Organ-specific mechanisms of lymphatic vascular development and specialisation

Pathological lymphatic diseases mostly affect vessels of specific tissues, yet organ-specific regulation of lymphatic development and function remain unexplored. This project aimed to identify genes and mechanisms regulating organ-specific lymphatic vascular development and explore the therapeutic potential of our newly identified tissue-specific lymphatic endothelial progenitor cell (LEPC). Using advanced mouse genetics, imaging and single cell transcriptomics, we identified novel mechanisms controlling lymphatic vessel formation from progenitors of non-venous and venous origins, and established tools for the functional characterization of LEPCs and the process of lymphvasculogenesis. Our results provide fundamental new insights into how lymphatic vessels are formed, but they may also create a better understanding of the reasons for common diseases characterized by (organ-specific) impairment of lymphatic function.

Building on our discovery of a previously unknown progenitor cell type that is required for lymphatic vessel development in an organ-specific manner, we aimed to identify the origin and function of lymphatic endothelial progenitor cells (LEPCs) during development, and to assess their potential for therapeutic lymphatic regeneration. Towards this aim, we have performed single cell RNA sequencing of LECs of mouse embryonic mesenteries, which will be utilized to identify the (mesenteric) LEPC specific transcriptome. In addition, we have developed and characterized novel transgenic models and methodology for the purpose of targeting and studying non-venous derived LEPCs and the lymphvasculogenic process of vessel formation in vivo and ex vivo. Analysis of genetic mouse models has further uncovered novel mechanisms controlling lymphatic vessel formation from progenitors of both non-venous and venous origins. Research results have been presented in major international vascular biology conferences, and published in peer-reviewed scientific journals.

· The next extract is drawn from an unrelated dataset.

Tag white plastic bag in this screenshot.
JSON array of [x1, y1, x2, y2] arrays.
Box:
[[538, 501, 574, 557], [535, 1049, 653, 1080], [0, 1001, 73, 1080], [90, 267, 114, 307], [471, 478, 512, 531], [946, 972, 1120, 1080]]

Single cell transcriptome data generated for LECs of early embryonic mesenteries will be used for unambiguous molecular definition of LEPCs. New methodology and genetic tools have been established to allow reconstruction of early mesenteric vascular development and dynamic studies of lymphvasculogenic vessel formation ex vivo. Together these data and tools will allow studying the functional properties of non-venous derived LEC progenitors.